“Algae no, boat safety yes,” said State Police Sgt. Chris Jones at the Boat Regulatory Commission’s (BRC) annual meeting at the Lake Hopatcong Yacht Club.
Jones, who was presiding at his last meeting as liaison between the state police and the commission, informed the residents in attendance the commission has no jurisdiction over the algal bloom that is plaguing the lake.
But residents of the lake communities had plenty to talk about at the Wednesday, July 10, meeting.
Some of the discussion was a continuation of last year’s concerns about wakes caused by the larger wakeboarding craft.
Commission member Bruce Strigh explained the BRC recently put out a proposal to increase the distance these boats must stay from the shoreline to 200 feet from 100 feet, as must water skiers. These regulations will be posted for public comment.
Resident John Kurzman pointed out that not only wakeboard boats cause wakes. He noted that the rules for water skiing call for the boat to be 100 feet from shore plus the length of the rope.
He also said wakesurf boats only create a wake on one side. He suggested the boats be prohibited from driving any closer than 200 feet from any shoreline or pier on the wake side and 100 feet on the non-wake side.
Board members pointed out it could be difficult to enforce two separate distances. Kurzman also noted technology is always improving and some boats can switch sides.
If the BRC implements the new distance regulations after the mandatory comment period, the rules will begin next season.
Seth Katz, who owns marinas in both Henderson Cove and Great Cove, said wake boats in Henderson Cove are a problem. The cove is narrow and the boats weave back and forth in the cove, Katz said. He also said boaters have stolen the 5-mph buoys in the cove.
“They actually jump the ‘no wake’ buoys” Katz said.
His customers have suffered damage and his property has also been damaged, Katz said. He hasn’t been able to get the registration numbers of the boats. He asked the state police to park in the lot because they may be able to get numbers. If he calls the police they can’t get there in time to catch the boaters.
He said some of his Henderson Cove customers want to move their boats to Great Cove.
Strigh pointed out there are places that are so narrow it is inappropriate to wake surf. Business owner Jesse Mullis said Henderson Cove is one of those places. He has about 30 boats and said he has a hard time keeping up with the damage from wakes.
Kurzman noted Woodport Cove bans towing sports on weekends from Mason Street to Smitty’s Marina.
Resident John Deermount said he has sailed on the lake for more than 60 years and is noticing more and more boat lifts around the lake to life boats out of the way of big wakes. He noted it costs about $4,500 for a lift.
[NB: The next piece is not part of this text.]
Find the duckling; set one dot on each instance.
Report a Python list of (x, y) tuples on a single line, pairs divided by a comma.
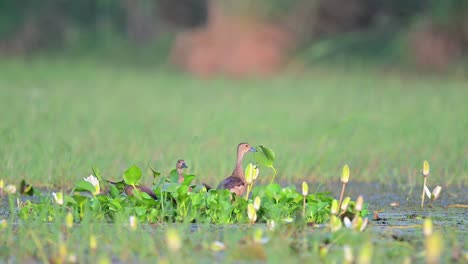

Other residents reminded the BRC of the annual antique boat show and suggested boats with a wake keep far away from the valuable wooden boats.
Commissioner Ed Harrison pointed out many of the people on the lake aren’t residents and have less respect for the lake and other people’s property on the lake.
Katz said his customers are not transients and he knows Barnes Brothers Marina also deals only with regular boaters as well. He said Lee’s Park doesn’t record the boats that come in.
That was disputed by Fred Steinbaum of the Lake Hopatcong Commission, who noted a wave runner demisted a Hobie Cat and took off, but the police tracked the boat owner all the way to Staten Island.
“We absolutely keep a record because people have to pay to use the launch ramp,” Dave Helmer, executive director of the Morris County Park Commission, said of Lee’s Park.
He explained boats that come in before regular hours pay on an honor system, but there is a security camera so the park commission knows if someone doesn’t pay. Most people do, he said.
Dan McCarthy, vice chairman of the Lake Hopatcong Commission, pointed out neither the commission nor the Lake Hopatcong Foundation has any enforcement power. He said the commission is restructuring its committee structure. He said that might help with solutions, but enforcement is still up to police.
BRC members pointed out local police can enforce lake-related laws and have their own patrol boats.